The issue that I had with this book (which I must stress is not a flaw with regard to the book itself in any way, but is actually a very clever instructional device as will be explained) was that it consists of short Grandmaster games, of 25 moves or less. Nothing wrong there of course (unless you are the loser) but John's way of analysing them, upon first glance, seems very skeletorial. He gives comments, observations, a few important variations, but there is no lengthy post-mortem of the game like we see in many books. And this gave me some trouble with an approach for a review at first.

However, when talking to John, and when reading and re-reading through the introduction to the book, clarity began to set in. John explained that the purpose of the book was to draw the readers attention to the common causes of quick losses in chess. This is spelled out within the first pages of the book, and as far as I can see, once and once only. "I did not want to say the same thing over and over again," John told me. From there, the short games and note-like style of analysis, are ideal in helping the reader spot such serious errors, and to understand how to capitalise. Rather than bombarding the reader with tons of information that he or she does not need, John sticks to the task at hand, and just focuses on the point of the exercise.

And the point is as follows: Once a player can identify and become familiar with such common causes of quick losses/wins in chess, he or she can (1) decrease the likelihood of committing them; and equally as important, (2) more competently take advantage should an opponent commit them. Simply put, there is actually no one who can not benefit from reading this book, be it the player who is losing games quickly, the player who is failing to win games even though they know their opponent played badly, or the player who just simply wants to technically improve his or her game and iron out a few wrinkles.

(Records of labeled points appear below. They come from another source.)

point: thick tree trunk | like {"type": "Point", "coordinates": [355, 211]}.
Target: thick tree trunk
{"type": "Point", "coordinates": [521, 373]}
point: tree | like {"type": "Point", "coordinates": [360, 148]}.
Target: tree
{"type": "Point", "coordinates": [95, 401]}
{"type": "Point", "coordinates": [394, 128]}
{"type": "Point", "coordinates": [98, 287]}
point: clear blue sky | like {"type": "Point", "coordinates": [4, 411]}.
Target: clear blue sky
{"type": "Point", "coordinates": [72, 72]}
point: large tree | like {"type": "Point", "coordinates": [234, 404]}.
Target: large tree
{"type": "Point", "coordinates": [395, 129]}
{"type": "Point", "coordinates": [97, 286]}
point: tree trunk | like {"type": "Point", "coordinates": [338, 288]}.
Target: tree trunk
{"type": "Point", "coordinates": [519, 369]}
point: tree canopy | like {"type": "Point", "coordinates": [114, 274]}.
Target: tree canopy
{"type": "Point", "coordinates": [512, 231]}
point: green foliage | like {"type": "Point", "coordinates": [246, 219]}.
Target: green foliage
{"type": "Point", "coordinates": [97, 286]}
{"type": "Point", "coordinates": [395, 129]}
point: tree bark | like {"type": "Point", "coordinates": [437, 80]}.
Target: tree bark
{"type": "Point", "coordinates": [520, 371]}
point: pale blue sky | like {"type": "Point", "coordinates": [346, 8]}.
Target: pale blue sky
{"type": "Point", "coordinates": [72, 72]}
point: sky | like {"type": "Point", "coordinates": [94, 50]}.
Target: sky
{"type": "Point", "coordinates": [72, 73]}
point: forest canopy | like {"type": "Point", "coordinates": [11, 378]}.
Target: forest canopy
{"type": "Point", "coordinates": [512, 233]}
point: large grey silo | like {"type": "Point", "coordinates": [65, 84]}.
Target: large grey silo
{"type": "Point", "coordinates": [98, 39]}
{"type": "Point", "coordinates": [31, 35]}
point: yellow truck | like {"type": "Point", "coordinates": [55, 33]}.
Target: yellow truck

The book is made up of over 250 pages, and contains 125 games, all of which see a Grandmaster commit a serious error and be punished. Tal-Uhlmann, Spassky-Larsen, Timman-Korchnoi, Kasparov-Gelfand, Fischer-Spassky, Adams-Tiviakov, the list of top names goes on. Giving comfort and encouragement to the 'ordinary' player, that such masters can also commit chess uglinesses, Nunn exhibits them and their comeuppance.

As much a master in writing as he is in the game itself, John artfully aims to light a spark in the mind of the reader, one that will help improve your game, rid you of a few bad habits, help spot a few of your opponents' and illustrate the correct way to take advantage. It is a book not just to buy and flick through, but to buy with the intention to read from cover to cover. As with any literary gem, to skip any page is to do an injustice not only to the author, but also to oneself for having had the good sense of buying it in the first place.

John Nunn: Grandmaster Secrets: Winning Quickly at Chess
Paperback, 255 pages, Gambit Publications (March 18, 2008), English
ISBN-10: 1904600891, ISBN-13: 978-1904600893


John Lee Shaw (not to be confused with the Scottish IM John Shaw) is English, and first discovered chess at school. At the time, it proved useful in saving him from having to go outside during breaks – especially if they were wet ones! It was not until several years later, during the Kasparov vs Short World Chess Championship of 1993, that he re-discovered the game, which has been a great passion of his ever since. An experienced player, having competed regularly at club and tournament level, John re-located to Holland from the UK in 2005. Since then, time for serious study and competition lacking, he has found that writing about chess can prove equally as enjoyable as actually playing it ... or almost!